Both the job connector and clearinghouse, Turner says, are designed to help participating entities “do what they want to do anyway, but do it better.”

Just collecting the data can help the institutions recognize, upon reflection, organizational shortcomings, Crosby says. WGBH, for instance, noticed right away that it was not doing enough to line up business with minority contractors.

There is also the possibility that peer pressure, or competition with similar entities, may inject more vigor into efforts to diversify. “I hope that is a motivator too,” Turner says.

The statewide initiative is still getting off the ground, as evidenced by a review of the list of the 140 organizations that have joined.

Higher education and health care are well represented by major colleges and medical providers in the Boston area, including Harvard University, the Massachusetts Institute of Technology, Partners HealthCare and Tufts Medical Center.

Other sectors are spotty. The Massachusetts Biotechnology Council has signed up, but not Genentech or Genzyme. In financial services, Putnam Investments and John Hancock are participating; so far, Fidelity and Bank of America are not.

Prominent local brands, Staples and The TJX Companies, have joined, while others have yet to do so — Raytheon, Dunkin’ Donuts and Stop and Shop.

Among broadcasters, WGBH and WCVB are on the list, while WBZ or WHDH aren’t. The Isabella Stewart Gardner Museum and Boston Children’s Museum have joined; the Museum of Fine Arts, Boston, and the Boston Symphony Orchestra haven’t.

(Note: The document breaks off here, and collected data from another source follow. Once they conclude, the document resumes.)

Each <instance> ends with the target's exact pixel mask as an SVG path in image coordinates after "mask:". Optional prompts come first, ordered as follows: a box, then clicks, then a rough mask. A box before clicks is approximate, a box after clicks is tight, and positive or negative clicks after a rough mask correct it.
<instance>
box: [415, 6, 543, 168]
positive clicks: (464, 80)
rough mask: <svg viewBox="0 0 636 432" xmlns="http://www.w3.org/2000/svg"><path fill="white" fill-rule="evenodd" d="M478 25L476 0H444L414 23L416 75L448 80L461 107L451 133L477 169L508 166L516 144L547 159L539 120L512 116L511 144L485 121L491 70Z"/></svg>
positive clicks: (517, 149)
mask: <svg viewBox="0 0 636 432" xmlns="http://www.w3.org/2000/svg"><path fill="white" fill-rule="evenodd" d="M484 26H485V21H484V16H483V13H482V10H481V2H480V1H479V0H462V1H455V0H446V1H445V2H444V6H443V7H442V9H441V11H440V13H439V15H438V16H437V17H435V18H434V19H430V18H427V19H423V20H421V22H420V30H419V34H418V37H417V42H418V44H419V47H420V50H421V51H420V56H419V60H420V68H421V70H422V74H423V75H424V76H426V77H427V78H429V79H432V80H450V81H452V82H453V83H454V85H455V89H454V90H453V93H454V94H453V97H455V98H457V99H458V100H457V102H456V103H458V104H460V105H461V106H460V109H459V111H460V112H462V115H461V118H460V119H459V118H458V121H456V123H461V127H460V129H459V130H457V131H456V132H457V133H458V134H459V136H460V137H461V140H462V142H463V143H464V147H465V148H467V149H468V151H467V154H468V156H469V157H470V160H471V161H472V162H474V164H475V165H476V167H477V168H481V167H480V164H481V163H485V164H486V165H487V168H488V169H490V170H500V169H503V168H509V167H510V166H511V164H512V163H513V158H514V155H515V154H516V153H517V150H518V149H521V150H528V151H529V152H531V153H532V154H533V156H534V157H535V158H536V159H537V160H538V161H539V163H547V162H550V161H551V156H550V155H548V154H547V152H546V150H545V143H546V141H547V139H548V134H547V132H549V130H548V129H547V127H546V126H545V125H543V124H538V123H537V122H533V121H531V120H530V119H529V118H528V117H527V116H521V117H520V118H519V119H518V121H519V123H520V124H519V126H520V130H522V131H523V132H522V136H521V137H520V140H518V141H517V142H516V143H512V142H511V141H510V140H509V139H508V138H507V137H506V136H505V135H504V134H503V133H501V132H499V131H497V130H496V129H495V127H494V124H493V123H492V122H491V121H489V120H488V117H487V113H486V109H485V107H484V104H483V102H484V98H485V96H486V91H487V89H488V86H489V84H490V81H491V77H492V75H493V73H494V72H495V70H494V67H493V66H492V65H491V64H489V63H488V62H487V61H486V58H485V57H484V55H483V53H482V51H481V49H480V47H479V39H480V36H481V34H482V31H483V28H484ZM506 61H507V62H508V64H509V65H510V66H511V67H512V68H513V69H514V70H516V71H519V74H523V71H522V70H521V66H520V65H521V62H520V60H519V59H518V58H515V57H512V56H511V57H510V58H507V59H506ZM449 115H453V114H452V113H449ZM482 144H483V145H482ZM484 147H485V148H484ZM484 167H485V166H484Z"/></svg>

Turner says some institutions have been contacted and are seeking assurances about the confidentiality of the data. Currently, the state government, with 64,000 employees, is the largest entity to join. Because the smallest have as few as five workers, a large number of institutions could potentially participate.

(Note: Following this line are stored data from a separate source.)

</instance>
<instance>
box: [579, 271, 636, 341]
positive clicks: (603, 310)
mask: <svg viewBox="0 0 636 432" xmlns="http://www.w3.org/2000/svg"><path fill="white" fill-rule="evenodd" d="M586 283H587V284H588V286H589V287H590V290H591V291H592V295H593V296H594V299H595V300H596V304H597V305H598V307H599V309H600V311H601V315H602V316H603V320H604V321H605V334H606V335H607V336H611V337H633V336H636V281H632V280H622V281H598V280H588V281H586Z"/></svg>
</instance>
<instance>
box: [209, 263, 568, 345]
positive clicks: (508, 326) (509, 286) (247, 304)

“Hardly anybody has said no,” Turner reports. “A good number of prominent organizations are not on there because they haven’t been asked. We’re small. We’re starting up.”

The recruitment, retention and promotion of employees of color has been a recurring issue in the state, going back at least as far as the battles over school desegregation four decades ago. The Commonwealth Compact represents a coordinated, collective effort to demonstrate that the state has moved beyond its racially-tarnished past and to assemble a diverse workforce that is representative up and down the corporate ranks.

“It will happen eventually, but we don’t want to wait 30 years when we’re just overwhelmed” by changing workforce demographics, Meléndez says. “We don’t want Massachusetts to lose out on 30 years of innovation.”